For our system we restricted the C++ features that are allowed.
Those are:
- no dynamic memory allocation (no new, delete, malloc, free etc.)
- no exceptions
- no run time type information
- no virtual functions
- no templates
Some of the restrictions were due to the first platform we used
(compiler did not support templates) others were choosen to
increase robustness and speed.
The resulting software is very modular and and code is easy to read.
We almost never had any of those typical C memory access errors...

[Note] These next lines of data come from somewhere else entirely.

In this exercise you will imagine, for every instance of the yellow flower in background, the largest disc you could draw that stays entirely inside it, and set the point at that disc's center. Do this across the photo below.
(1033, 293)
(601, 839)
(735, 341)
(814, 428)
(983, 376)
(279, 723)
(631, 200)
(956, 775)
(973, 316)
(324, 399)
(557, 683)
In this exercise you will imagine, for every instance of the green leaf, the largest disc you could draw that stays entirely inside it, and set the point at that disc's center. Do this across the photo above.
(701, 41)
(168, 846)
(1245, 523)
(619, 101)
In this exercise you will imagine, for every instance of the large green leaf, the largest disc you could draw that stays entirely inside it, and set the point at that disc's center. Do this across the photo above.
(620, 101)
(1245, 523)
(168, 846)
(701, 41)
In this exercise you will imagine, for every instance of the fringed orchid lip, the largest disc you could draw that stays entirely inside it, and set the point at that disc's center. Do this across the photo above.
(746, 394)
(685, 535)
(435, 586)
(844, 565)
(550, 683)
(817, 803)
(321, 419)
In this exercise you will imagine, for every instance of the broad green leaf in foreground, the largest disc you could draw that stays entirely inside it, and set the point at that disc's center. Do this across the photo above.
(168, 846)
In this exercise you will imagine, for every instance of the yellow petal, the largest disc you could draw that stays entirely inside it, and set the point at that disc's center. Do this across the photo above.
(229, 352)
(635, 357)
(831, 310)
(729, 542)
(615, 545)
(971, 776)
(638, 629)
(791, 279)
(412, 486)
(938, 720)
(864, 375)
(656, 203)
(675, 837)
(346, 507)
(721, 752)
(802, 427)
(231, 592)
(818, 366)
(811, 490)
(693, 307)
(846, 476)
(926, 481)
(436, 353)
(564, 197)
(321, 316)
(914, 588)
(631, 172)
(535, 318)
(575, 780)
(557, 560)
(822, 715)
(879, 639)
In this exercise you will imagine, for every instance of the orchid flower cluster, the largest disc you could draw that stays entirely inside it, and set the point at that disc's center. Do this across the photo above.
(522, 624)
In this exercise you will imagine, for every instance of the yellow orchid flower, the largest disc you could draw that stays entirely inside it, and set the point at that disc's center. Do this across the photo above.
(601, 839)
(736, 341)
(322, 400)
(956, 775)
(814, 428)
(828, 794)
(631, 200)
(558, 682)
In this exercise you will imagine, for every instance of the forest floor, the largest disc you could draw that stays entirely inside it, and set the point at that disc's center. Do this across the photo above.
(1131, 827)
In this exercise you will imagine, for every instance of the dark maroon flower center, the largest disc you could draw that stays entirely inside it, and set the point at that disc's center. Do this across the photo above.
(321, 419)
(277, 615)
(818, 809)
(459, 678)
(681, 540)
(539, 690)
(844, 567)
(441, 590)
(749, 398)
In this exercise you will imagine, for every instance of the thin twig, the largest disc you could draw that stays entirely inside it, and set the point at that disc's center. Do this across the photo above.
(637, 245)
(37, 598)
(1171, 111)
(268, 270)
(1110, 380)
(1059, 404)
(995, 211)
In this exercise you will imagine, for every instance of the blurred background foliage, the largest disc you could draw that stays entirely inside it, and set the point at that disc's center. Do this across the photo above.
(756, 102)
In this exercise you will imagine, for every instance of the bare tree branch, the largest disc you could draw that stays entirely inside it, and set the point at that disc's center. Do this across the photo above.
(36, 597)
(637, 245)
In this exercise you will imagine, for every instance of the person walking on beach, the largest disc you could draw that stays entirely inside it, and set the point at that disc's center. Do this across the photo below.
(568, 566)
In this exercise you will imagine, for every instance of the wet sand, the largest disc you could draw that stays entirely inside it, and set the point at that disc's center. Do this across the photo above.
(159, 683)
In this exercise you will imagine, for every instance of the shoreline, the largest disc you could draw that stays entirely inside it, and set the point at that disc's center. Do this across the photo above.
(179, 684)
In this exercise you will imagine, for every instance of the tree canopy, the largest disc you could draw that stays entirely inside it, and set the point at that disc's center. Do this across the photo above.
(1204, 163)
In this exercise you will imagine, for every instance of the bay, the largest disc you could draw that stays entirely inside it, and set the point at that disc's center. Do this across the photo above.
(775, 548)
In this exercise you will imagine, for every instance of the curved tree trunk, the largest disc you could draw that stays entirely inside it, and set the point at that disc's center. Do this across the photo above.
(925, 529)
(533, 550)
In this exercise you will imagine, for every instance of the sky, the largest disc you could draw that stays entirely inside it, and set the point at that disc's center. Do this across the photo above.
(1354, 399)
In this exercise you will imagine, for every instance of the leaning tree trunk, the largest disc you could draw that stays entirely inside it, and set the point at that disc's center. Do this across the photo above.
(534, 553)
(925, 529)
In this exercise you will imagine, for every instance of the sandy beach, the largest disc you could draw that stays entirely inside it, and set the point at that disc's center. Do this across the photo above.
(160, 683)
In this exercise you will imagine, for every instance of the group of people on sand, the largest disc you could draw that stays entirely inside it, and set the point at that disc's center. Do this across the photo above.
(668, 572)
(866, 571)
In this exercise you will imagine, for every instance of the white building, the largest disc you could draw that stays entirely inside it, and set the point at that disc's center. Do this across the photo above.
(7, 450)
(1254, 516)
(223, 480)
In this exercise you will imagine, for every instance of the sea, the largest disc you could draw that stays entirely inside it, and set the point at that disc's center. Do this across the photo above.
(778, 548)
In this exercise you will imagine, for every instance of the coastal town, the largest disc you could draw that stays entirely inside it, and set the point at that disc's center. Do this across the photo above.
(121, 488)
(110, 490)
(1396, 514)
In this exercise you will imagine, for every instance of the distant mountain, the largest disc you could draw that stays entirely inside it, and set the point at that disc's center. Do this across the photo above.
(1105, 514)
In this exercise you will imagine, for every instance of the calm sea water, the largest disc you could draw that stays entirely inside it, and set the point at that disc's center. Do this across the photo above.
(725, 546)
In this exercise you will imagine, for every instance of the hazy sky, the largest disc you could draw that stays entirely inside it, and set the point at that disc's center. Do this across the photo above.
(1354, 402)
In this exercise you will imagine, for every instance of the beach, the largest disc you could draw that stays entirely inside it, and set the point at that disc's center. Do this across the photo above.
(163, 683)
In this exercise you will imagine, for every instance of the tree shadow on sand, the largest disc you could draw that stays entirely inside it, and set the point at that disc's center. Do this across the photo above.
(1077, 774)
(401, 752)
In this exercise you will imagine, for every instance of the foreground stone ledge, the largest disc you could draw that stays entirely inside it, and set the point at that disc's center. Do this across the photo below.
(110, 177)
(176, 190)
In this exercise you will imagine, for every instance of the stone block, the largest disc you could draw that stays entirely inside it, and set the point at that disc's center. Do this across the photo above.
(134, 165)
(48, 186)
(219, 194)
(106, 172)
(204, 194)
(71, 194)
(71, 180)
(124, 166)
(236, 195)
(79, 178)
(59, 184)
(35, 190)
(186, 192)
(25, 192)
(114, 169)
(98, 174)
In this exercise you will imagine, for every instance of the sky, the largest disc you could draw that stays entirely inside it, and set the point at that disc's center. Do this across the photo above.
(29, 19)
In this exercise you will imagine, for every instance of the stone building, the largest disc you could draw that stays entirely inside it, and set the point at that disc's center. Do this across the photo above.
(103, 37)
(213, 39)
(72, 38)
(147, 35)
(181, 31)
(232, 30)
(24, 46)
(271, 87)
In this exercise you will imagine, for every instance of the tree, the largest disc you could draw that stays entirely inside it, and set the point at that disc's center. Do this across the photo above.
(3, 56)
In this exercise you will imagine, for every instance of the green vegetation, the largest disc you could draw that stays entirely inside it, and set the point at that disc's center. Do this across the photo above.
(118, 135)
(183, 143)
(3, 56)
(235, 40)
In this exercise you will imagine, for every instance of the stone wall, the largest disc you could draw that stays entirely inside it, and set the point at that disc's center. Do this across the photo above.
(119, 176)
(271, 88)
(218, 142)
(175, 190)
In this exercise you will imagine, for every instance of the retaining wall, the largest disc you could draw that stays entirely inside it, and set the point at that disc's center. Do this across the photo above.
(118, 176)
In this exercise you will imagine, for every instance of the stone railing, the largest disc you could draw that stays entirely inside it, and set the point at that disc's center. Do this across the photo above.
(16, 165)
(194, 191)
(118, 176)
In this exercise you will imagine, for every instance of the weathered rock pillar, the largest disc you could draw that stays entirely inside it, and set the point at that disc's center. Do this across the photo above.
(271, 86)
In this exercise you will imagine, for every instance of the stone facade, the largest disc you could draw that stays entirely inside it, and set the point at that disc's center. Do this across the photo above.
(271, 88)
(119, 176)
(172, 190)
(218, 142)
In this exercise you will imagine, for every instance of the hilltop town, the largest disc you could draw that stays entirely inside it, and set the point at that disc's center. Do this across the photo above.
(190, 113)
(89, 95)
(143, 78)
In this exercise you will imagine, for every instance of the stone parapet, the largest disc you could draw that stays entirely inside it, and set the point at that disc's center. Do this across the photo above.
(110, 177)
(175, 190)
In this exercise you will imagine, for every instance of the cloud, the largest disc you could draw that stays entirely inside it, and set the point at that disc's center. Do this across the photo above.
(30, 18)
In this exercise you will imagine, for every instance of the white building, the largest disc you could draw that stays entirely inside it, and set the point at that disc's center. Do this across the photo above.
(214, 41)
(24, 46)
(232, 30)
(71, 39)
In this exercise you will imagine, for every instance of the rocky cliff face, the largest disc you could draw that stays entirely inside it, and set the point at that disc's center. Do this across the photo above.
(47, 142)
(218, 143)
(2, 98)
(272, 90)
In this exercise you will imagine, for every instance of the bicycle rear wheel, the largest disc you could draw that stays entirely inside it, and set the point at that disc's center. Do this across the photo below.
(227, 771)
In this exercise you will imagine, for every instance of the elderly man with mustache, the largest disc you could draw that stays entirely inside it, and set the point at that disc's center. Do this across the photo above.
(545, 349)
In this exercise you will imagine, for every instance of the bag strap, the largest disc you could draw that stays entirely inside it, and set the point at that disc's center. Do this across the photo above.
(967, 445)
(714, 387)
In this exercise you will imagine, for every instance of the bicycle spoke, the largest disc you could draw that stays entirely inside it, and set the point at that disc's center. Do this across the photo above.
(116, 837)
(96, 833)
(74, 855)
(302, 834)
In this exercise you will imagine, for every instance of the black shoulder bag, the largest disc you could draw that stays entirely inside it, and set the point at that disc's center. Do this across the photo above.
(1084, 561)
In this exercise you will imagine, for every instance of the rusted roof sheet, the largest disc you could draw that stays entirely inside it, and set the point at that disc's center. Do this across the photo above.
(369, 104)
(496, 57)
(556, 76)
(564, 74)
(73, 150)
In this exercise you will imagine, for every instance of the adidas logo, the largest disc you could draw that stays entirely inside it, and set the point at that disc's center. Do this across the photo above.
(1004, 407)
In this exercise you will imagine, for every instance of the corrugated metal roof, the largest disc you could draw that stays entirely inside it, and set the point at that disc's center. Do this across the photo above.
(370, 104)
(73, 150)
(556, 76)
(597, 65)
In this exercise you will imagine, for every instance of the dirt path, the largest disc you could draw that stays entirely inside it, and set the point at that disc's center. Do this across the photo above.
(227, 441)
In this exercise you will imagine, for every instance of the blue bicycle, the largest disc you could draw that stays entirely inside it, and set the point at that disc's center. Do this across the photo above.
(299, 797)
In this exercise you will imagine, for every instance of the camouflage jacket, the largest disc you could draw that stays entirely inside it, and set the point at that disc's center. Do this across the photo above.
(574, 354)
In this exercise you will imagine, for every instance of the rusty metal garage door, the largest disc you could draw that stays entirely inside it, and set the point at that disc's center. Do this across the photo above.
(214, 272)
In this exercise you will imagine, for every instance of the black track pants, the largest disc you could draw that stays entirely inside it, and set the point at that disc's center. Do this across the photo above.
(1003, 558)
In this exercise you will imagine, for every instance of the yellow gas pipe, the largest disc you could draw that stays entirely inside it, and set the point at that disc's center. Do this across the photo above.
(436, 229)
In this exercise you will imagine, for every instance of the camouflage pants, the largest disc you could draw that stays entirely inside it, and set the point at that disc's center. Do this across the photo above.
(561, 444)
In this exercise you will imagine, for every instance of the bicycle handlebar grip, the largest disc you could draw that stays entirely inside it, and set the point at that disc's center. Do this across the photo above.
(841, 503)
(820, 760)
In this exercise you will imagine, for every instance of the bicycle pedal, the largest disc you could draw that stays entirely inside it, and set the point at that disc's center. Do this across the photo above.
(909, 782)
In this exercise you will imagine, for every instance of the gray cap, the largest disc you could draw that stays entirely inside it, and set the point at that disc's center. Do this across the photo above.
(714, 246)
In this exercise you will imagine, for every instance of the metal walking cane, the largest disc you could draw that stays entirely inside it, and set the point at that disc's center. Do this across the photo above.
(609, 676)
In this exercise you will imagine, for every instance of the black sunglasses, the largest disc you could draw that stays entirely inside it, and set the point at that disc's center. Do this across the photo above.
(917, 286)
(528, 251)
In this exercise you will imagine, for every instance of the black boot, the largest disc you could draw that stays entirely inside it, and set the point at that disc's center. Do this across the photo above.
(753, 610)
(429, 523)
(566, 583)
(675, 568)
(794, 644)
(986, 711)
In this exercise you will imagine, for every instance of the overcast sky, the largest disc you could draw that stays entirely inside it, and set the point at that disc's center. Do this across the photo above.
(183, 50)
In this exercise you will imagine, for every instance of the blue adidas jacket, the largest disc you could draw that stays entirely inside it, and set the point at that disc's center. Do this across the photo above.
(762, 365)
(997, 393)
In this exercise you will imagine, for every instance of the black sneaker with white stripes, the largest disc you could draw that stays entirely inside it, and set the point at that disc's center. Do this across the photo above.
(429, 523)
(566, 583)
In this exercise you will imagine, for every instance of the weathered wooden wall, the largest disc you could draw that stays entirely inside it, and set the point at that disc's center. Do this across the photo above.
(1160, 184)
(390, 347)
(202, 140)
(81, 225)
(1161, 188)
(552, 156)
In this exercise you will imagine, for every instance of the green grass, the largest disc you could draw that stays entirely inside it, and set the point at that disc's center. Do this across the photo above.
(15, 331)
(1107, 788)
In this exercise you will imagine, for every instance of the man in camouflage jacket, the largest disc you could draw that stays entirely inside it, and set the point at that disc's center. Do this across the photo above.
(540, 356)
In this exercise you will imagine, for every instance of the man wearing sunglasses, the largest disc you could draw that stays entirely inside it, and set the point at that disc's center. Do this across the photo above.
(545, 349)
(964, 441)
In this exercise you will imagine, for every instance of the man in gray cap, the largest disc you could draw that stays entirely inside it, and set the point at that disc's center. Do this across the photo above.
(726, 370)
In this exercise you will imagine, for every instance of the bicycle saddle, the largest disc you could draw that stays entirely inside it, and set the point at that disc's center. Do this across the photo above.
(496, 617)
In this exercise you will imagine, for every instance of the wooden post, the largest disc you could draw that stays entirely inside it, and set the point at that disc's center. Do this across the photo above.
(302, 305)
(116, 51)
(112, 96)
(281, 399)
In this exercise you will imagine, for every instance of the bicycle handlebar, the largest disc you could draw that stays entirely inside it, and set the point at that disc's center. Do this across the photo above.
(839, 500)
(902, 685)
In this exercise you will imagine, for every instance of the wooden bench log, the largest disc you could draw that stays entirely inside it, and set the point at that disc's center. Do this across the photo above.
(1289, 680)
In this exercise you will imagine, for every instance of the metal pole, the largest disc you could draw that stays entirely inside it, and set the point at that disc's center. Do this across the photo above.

The great benefits of C++ over C in this projects are:
- excessive usage of references instead of pointers makes the code
very robust
- excessive usage of const classifiers avoids mis-usage of objects
- class access rights + lightweight inline methods (set, get) assure
protection of internal module variables. Old projects were full of
those evil extern declarations...
- constructors assure proper initialized modules
- all of those features above come with virtual no runtime overhead.
One of the disadvantage of C++ is a slightly greater memory footprint
because C++ environment initialization is more sophisticated...
I really like the beauty of our lightwight wrappers for hardware
interfaces. Almost no runtime-overhead, intuitive usage, and very
robust against abuse at the same time. Much better than anything
that you can achieve in C.
Our experience with C++ on embedded systems were so good that we use C
only for those platform that does not provide a proper C++ compiler.